Series overview: Production AI Agents — From Notebook to Production

Observability for AI agents is traditional application performance monitoring (APM) plus new signal types, a new industry standard (OTel GenAI conventions), and tooling that understands LLM calls, tool invocations, and agent reasoning. Without it, an agent that fails silently, cost-explodes, or loops indefinitely is indistinguishable from one that works correctly.

Try it now: VS Code Copilot, OpenAI Codex, and Claude Code all emit OpenTelemetry traces using GenAI semantic conventions. Enable github.copilot.chat.otel.enabled, point at a local OTLP endpoint (e.g., Aspire Dashboard), and see invoke_agentchatexecute_tool span trees from daily development work.

Map

Observability for AI Agents
│
├── CAPABILITIES — taxonomy: metrics, logs, traces, monitoring, traceability, diagnosability
│
├── STANDARD: OTel GenAI Semantic Conventions (v1.37+)
│   ├── Model spans (gen_ai.*) — LLM calls, widely adopted
│   ├── Agent spans (gen_ai.agent.*) — workflows, drafted
│   └── Agent framework conventions — in progress
│
├── SIGNALS — Traces, Metrics, Logs, Events
│   ├── Traces — LLM calls, tool invocations, plan phases
│   ├── Metrics — token usage, latency, cost, guardrail rate
│   ├── Logs — structured records with trace_id linkage
│   └── Events — discrete agent actions (API calls, handoffs)
│
├── CORRELATION — trace_id propagated through every downstream call
│
├── ARCHITECTURE
│   ├── In-process SDK — direct OTel instrumentation
│   ├── Proxy/Sidecar — transparent LLM call capture
│   ├── Framework callbacks — LangChain, Semantic Kernel hooks
│   └── Instrumentation source — baked-in (CrewAI) vs OTel library (OpenInference)
│
├── TOOLING
│   ├── Open-source platforms — Langfuse, MLflow, Agenta
│   ├── Specialized — Phoenix (RAG), Helicone (proxy)
│   ├── Full-stack — SigNoz, Datadog, Grafana
│   ├── Cloud-native — AWS Bedrock + CloudWatch, Azure Foundry
│   └── DIY — OTel SDK → Collector → existing stack
│
└── ALERTING — actionable thresholds for guardrails, cost, latency

Capability Taxonomy

Observability decomposes into distinct capabilities, each answering a different question:

Capability Answers For AI agents
Metrics What changed? Token counts, latency distributions, error rates, cost per interaction
Logs What happened? Prompt/completion pairs, tool inputs/outputs, guardrail decisions
Traces Where did it happen? LLM call → tool invocation → re-planning → response, with causal links
Monitoring Are known failures happening? Alerts on guardrail spikes, tool failures, cost anomalies
Observability Can we explore unknown failures? Ask novel questions without predefined dashboards
Traceability What path did this request take? Correlation IDs tying a user message to every downstream LLM and tool call
Diagnosability How fast can we find root cause? The faster you trace symptom to source, the better the obs design

Auditability — reconstructing who did what and when — sits in the governance layer. It consumes traceability data but adds identity, policy context, immutability, and retention.

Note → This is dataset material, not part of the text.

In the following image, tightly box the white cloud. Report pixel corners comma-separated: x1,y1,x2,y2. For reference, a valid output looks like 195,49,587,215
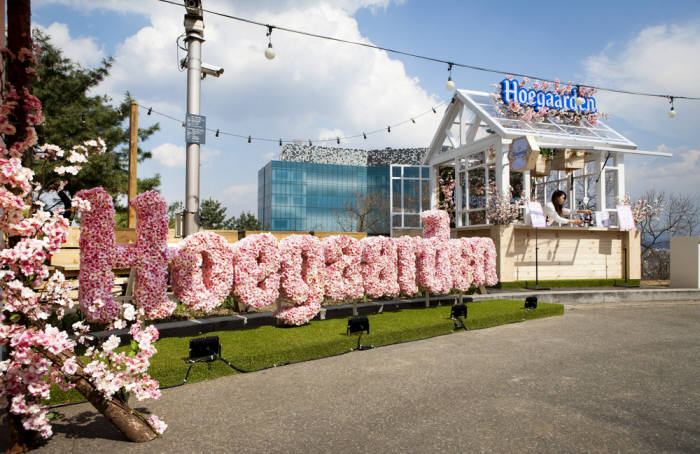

The Standard: OTel GenAI Conventions

The industry is converging on OpenTelemetry GenAI Semantic Conventions (v1.37+) via OTel’s GenAI SIG. If you instrument with these conventions, telemetry is portable across Datadog, Langfuse, Phoenix, SigNoz, Grafana — any OTLP-speaking backend.

Convention What it covers Status
Model spans (gen_ai.*) LLM calls — model name, token counts, temperature, provider Development (widely adopted)
Agent application (gen_ai.agent.*) Agent workflows — planning, tool calls, task execution Draft (Google AI Agent whitepaper)
Agent framework Common convention across frameworks (LangGraph, CrewAI, AutoGen, IBM Bee, PydanticAI) In progress (#1530)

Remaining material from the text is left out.